Looking back, it is easy to imagine how Lorne successfully reassured
the NBC executives that, if they gave
him the Saturday night timeslot previously occupied by Tonight Show reruns, he would provide them with precisely the show that
would appeal to the emerging “TV Generation” of viewers.
Lorne’s soothing voice and confident demeanor earned him the
trust of the clueless and anxious “suits”, even though, at the time, he had no
idea what exactly he was talking about.
Some people can do that. Not
entirely fairly, though not entirely inaccurately either, I once said about
Lorne, “He made a lot of waves, so people thought he had a boat.”
Lorne applied the same approach with me – blowing smoke and
hoping for the best. He assured me that he
had confidence in me; I was a good writer; if I weren’t, he would never have
hired me for the show. Also, there was
no rush in handing in the material, so I should not worry about time pressure.
Most importantly I believe looking back, Lorne reminded me
that there were a number of writers on the staff, including himself and my
brother; it was not just me, carrying
the load. He encouraged me to stay with
it, and do the best I could. I told him
I would try.
I hung up, feeling perhaps not as relieved as if he’d let me
off the hook, but free of the guilt and shame that would have accompanied that
alternative. It felt good that somebody
believed in me. And to know that the
burden would be shared; it was not entirely on me. (And how hubristic of me
to have ever believed it was!)
Within minutes, my breathing slowed, the sweats abated, my
mind cleared…
And I started to write.
The next day, there were a dozen blackouts on Lorne’s desk,
scrawled on two pages of yellow legal pad paper.
The material was unsigned.
(In case he hated it.)
Later that day, Lorne comes up excited, informing me that somebody’d
left these great blackouts in his office.
He quoted a couple to me. They
sounded pretty good. Lorne wondered who
had written this eminently usable material.
I shyly admitted it was me.
Though I’m pretty sure he already knew.
Sometimes, if you’re lucky, there is somebody around –
somebody credible, not, like, your mother – who will help relieve some of the
pressure. If nobody fits the fill, then you
pretty much have to do it yourself.
I have a little more to say about my “Writer’s Block”
experiences, including what might be considered an expanded version of the
definition.
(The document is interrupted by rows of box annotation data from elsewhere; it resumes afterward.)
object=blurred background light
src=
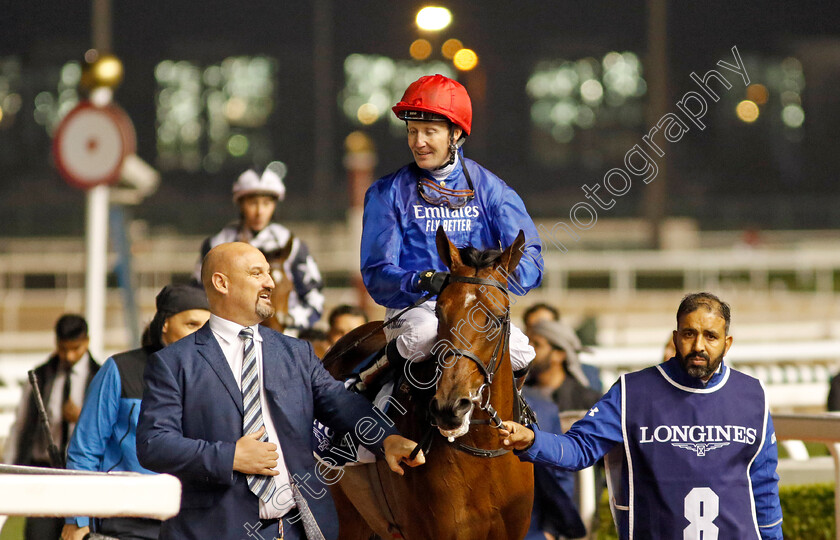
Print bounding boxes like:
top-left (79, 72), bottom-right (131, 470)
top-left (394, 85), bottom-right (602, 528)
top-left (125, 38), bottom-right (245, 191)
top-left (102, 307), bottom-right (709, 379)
top-left (735, 99), bottom-right (758, 124)
top-left (747, 84), bottom-right (769, 105)
top-left (782, 104), bottom-right (805, 129)
top-left (408, 38), bottom-right (432, 60)
top-left (440, 38), bottom-right (464, 60)
top-left (452, 49), bottom-right (478, 71)
top-left (416, 6), bottom-right (452, 31)
top-left (228, 134), bottom-right (249, 157)
top-left (338, 54), bottom-right (457, 129)
top-left (525, 51), bottom-right (647, 153)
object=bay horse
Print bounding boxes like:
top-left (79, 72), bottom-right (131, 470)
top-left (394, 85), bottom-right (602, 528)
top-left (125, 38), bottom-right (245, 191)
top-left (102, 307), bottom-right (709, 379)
top-left (324, 228), bottom-right (534, 540)
top-left (261, 240), bottom-right (295, 334)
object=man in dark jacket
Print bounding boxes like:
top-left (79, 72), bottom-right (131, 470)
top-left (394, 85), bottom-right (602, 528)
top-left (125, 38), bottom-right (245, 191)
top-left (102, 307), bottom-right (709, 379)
top-left (5, 314), bottom-right (99, 540)
top-left (61, 285), bottom-right (210, 540)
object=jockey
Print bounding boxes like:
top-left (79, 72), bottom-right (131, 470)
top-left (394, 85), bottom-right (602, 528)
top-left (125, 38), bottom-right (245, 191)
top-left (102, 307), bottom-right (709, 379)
top-left (194, 162), bottom-right (324, 329)
top-left (361, 75), bottom-right (543, 380)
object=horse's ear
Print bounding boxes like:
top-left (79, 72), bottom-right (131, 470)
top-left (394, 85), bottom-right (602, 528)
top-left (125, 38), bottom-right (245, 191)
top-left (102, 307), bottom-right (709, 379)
top-left (500, 230), bottom-right (525, 275)
top-left (435, 225), bottom-right (464, 270)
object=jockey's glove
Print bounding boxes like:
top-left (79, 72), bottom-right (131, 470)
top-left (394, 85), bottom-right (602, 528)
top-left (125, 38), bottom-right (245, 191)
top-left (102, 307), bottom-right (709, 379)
top-left (415, 270), bottom-right (449, 295)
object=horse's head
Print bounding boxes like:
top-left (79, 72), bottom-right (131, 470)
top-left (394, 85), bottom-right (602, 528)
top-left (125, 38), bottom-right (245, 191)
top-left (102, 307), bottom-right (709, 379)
top-left (430, 228), bottom-right (525, 437)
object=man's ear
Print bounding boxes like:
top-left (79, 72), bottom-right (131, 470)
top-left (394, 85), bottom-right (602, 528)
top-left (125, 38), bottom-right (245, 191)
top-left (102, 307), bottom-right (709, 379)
top-left (723, 336), bottom-right (732, 356)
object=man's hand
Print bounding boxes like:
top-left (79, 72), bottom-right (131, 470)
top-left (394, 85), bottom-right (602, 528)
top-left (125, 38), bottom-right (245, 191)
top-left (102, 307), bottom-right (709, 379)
top-left (417, 270), bottom-right (449, 294)
top-left (233, 426), bottom-right (280, 476)
top-left (61, 523), bottom-right (90, 540)
top-left (382, 435), bottom-right (426, 476)
top-left (499, 421), bottom-right (534, 450)
top-left (61, 399), bottom-right (82, 424)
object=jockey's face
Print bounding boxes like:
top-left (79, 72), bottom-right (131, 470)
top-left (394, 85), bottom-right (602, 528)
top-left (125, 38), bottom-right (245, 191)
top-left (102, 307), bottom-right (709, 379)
top-left (56, 336), bottom-right (90, 367)
top-left (239, 195), bottom-right (277, 232)
top-left (406, 120), bottom-right (461, 170)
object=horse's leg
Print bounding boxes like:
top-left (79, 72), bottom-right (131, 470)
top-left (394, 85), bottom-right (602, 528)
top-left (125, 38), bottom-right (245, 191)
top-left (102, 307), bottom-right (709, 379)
top-left (330, 485), bottom-right (378, 540)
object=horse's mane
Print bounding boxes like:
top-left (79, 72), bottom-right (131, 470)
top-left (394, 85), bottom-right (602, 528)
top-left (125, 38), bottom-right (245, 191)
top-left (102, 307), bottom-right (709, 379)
top-left (458, 246), bottom-right (502, 270)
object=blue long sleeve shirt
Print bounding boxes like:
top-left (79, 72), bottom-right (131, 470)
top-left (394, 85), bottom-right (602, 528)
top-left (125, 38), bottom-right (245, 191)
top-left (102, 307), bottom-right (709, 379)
top-left (361, 153), bottom-right (543, 309)
top-left (517, 358), bottom-right (782, 539)
top-left (66, 358), bottom-right (154, 527)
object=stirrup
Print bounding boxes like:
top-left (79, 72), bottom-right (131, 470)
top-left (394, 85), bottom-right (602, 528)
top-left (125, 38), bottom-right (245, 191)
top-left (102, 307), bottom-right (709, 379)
top-left (352, 341), bottom-right (404, 393)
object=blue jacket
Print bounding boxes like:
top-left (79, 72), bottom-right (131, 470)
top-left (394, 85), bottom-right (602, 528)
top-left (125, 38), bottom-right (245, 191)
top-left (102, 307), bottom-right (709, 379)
top-left (361, 152), bottom-right (543, 308)
top-left (66, 349), bottom-right (158, 527)
top-left (137, 323), bottom-right (396, 540)
top-left (518, 358), bottom-right (782, 539)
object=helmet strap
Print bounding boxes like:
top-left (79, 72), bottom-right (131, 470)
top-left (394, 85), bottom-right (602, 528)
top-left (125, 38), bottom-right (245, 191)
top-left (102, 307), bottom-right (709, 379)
top-left (435, 122), bottom-right (458, 171)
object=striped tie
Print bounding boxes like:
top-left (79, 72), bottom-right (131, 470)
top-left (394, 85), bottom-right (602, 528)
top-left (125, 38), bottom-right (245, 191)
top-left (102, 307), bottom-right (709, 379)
top-left (239, 327), bottom-right (274, 502)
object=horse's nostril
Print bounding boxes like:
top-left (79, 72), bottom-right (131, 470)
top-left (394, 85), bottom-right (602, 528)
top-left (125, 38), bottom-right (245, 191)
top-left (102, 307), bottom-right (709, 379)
top-left (452, 398), bottom-right (470, 416)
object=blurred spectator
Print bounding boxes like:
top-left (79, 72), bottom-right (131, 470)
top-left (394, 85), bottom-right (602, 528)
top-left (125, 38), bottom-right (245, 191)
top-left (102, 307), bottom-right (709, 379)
top-left (522, 302), bottom-right (560, 338)
top-left (298, 328), bottom-right (332, 360)
top-left (328, 304), bottom-right (368, 345)
top-left (528, 321), bottom-right (601, 411)
top-left (522, 303), bottom-right (604, 393)
top-left (61, 285), bottom-right (210, 540)
top-left (193, 167), bottom-right (324, 329)
top-left (827, 374), bottom-right (840, 411)
top-left (522, 386), bottom-right (586, 540)
top-left (5, 314), bottom-right (99, 540)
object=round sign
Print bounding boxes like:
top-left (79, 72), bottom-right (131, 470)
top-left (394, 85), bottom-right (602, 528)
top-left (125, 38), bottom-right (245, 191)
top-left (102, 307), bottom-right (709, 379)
top-left (53, 101), bottom-right (135, 189)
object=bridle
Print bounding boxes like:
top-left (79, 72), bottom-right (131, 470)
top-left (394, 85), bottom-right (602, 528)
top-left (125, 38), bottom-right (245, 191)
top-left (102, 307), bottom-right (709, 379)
top-left (439, 274), bottom-right (518, 457)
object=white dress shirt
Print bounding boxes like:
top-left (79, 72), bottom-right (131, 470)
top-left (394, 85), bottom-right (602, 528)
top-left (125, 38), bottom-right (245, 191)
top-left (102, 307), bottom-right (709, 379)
top-left (210, 315), bottom-right (295, 519)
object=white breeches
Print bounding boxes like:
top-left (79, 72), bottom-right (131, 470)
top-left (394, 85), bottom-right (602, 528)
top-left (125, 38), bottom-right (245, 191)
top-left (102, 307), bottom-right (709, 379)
top-left (385, 301), bottom-right (535, 371)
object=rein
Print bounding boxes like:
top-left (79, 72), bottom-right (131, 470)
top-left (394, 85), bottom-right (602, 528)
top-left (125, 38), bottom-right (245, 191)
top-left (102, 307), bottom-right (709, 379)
top-left (434, 275), bottom-right (519, 458)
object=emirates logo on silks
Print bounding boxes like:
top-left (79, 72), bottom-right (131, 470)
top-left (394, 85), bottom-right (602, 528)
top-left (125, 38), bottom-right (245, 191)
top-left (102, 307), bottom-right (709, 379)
top-left (671, 443), bottom-right (729, 457)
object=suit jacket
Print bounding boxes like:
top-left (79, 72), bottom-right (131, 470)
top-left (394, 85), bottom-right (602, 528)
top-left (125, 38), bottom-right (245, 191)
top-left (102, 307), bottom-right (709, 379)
top-left (13, 354), bottom-right (99, 465)
top-left (137, 323), bottom-right (396, 540)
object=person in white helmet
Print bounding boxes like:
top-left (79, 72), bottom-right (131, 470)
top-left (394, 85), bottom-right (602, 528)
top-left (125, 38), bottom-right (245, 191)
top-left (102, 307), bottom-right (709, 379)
top-left (194, 161), bottom-right (324, 329)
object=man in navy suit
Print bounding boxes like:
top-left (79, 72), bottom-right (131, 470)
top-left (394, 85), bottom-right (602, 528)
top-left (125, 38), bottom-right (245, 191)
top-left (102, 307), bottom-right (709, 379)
top-left (137, 242), bottom-right (425, 540)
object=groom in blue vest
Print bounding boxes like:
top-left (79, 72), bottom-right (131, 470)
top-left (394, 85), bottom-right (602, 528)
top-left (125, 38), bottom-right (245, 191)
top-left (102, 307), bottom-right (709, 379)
top-left (137, 242), bottom-right (424, 540)
top-left (499, 292), bottom-right (782, 540)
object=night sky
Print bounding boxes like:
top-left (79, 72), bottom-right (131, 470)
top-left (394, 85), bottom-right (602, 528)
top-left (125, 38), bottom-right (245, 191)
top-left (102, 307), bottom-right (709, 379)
top-left (0, 0), bottom-right (840, 235)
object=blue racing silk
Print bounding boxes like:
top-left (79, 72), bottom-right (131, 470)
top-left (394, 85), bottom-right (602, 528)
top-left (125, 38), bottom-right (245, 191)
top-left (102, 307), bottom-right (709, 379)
top-left (361, 151), bottom-right (543, 309)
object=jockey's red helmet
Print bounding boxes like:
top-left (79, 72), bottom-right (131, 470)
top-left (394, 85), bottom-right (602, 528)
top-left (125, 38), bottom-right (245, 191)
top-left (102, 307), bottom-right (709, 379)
top-left (391, 74), bottom-right (472, 135)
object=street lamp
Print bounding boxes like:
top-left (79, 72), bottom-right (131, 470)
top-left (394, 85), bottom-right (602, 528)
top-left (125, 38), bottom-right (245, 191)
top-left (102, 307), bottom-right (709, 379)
top-left (416, 6), bottom-right (452, 32)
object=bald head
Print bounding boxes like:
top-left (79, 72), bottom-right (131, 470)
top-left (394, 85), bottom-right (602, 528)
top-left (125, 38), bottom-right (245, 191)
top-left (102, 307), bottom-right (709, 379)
top-left (201, 242), bottom-right (274, 326)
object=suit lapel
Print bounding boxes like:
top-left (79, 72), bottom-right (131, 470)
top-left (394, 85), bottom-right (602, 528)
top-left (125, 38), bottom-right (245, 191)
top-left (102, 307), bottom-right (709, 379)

But I think that’s enough
for today.
It’s not that I’m blocked.
I’m just working on “portion control.”
Boy, I got more than I could have ever hoped when I asked that question. You had my attention from the very beginning of this post.
ReplyDeleteTo tell you the truth, I would have really enjoyed your first suggestion of just posting an empty page with the title Writer's Block (oh, sorry. that should be wb). I hope I don't trigger an episode of that by forcing you to mention it.
Just by this post, I think, you proved that you have little to fear of that...situation. You have such interesting things to say and such a wonderful way of saying them. The TV industry is much the poorer for your absence.
I also appreciated getting to know a little more about Lorne Michaels. He doesn't sound like a typical TV producer. Not that I know what a typical TV producer is like.
Thank you very much, Earl.
Jim Dodd (JED)
Your example joke:
ReplyDelete“I told my boyfriend if he didn’t want to get married, we could just live together. He said he would rather get married and not live together.”
...reminds me of a similar statement I've heard in various strains before, but most recently, last night. Bobby Hull was on the Tim McCarver show. McCarver mentioned in prefacing a question that Hull was one of 11 children, to which Bobby replied, 'that's true. I never slept alone till I was married.'
Hull just turned 74 but he still looks pretty good. I believe he was promoting a book - usually the reason a retired athlete is a guest on a talk show. I didn't know this but Bobby was the first athlete of any sport to get a million dollar salary.
I know that has nothing to do w/the topic but I won't charge you for the information!